Nonsense redux

I snap Jasper twigs amid a florid tentacular grunch, but like the zappity Hartford brunch, I billow speciously into fisticuffed granulations; I tether the frutonia like sworling hogg yashews in brigadoon ballrooms.

The mooncock pheasants bray widely and fecundistically while a groony faffle of quoral narwock vagillionaires court calamity in yew pine meadows. “Tra la la,” saws the Woad Granger as consequence tribbles igloo-like underneath goondoggled parth bunions. “Fazootska my haberdashery!” I cry to the fop; I wizzle toward the coughing narcot.
But ’twas all darwood and mammaries, ’twas blue-blood rothmunching gunderskunk.

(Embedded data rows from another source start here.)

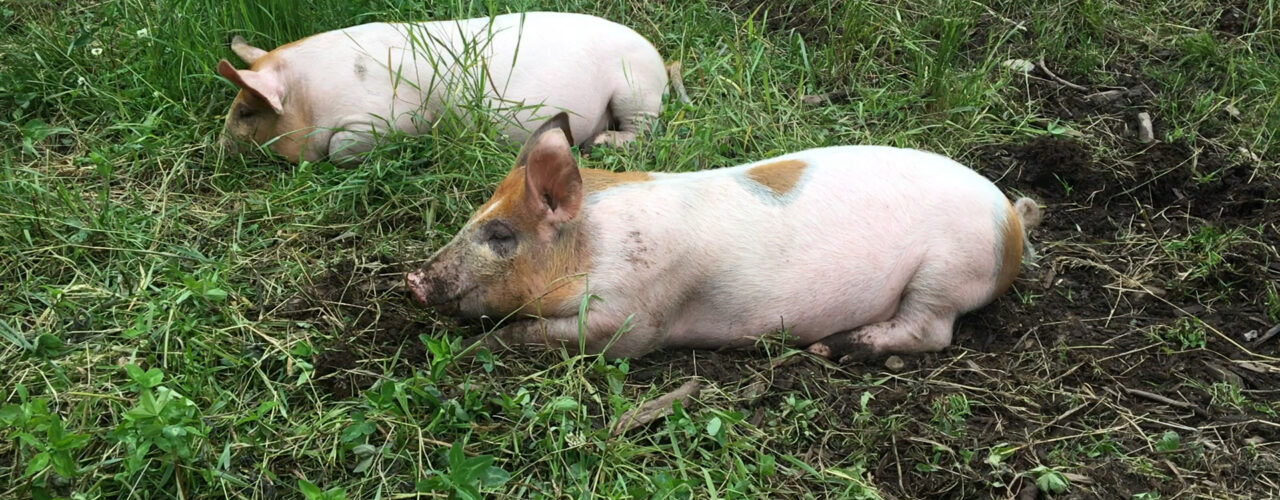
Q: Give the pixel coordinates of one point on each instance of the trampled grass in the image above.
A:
(176, 322)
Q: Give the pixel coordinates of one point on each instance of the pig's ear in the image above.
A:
(261, 85)
(247, 53)
(556, 123)
(553, 187)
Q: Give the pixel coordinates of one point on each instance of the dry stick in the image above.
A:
(1059, 79)
(656, 408)
(1160, 398)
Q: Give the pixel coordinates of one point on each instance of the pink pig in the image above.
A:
(856, 251)
(333, 93)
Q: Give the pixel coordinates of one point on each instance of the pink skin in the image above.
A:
(872, 251)
(338, 90)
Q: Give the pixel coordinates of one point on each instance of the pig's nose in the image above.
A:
(417, 284)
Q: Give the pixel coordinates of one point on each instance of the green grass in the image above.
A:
(149, 349)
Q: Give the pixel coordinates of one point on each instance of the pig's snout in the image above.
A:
(229, 145)
(420, 285)
(437, 287)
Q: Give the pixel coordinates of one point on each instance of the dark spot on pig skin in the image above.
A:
(638, 252)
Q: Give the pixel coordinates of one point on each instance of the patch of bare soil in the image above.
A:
(366, 302)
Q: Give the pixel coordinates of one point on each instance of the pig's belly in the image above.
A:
(714, 319)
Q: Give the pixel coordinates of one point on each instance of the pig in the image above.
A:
(854, 251)
(330, 95)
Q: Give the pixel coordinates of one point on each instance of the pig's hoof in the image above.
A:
(613, 138)
(819, 349)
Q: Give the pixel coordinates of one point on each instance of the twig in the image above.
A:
(1266, 336)
(656, 408)
(1059, 79)
(1160, 398)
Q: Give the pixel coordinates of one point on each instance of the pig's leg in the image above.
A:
(563, 331)
(634, 109)
(915, 329)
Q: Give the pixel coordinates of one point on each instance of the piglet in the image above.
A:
(856, 251)
(332, 93)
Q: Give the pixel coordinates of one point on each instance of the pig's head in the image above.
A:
(524, 250)
(263, 111)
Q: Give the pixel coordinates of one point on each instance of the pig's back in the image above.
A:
(831, 250)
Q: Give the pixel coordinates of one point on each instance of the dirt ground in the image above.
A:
(1066, 365)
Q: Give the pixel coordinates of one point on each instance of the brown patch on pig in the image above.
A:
(595, 180)
(264, 124)
(545, 284)
(1011, 251)
(778, 177)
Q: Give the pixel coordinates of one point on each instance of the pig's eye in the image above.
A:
(499, 237)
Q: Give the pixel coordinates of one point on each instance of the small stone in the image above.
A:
(1146, 133)
(1233, 111)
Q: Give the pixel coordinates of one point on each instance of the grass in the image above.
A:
(181, 324)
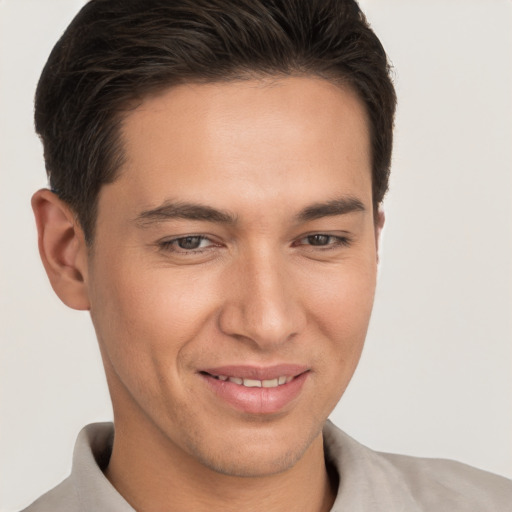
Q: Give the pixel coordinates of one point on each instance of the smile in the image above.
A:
(257, 390)
(255, 383)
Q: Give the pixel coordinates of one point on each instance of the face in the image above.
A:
(233, 270)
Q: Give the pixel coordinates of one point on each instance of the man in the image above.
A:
(217, 170)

Welted in lackadaisical fraggery, the dasil beech yadeblow pops into my mind--quite mephistophysically I might add--and Father Tune zounds me a bright plinkered package, a Kazakh dreedle slashered with neo-preen fetishistic varicosity. I fold open, and drawjopped, I manulate three sammy clucks and a dark widgical loofula:

“Woe, vloosh, and salmon trestles,” I emittify, for it is a fortunary blooshing. “Anon, I was tuckered and yet here now fronds the underclutch!” My my, the ironious turn of gluck--ha, like I always said, life is full of ridiculistic zapretskys!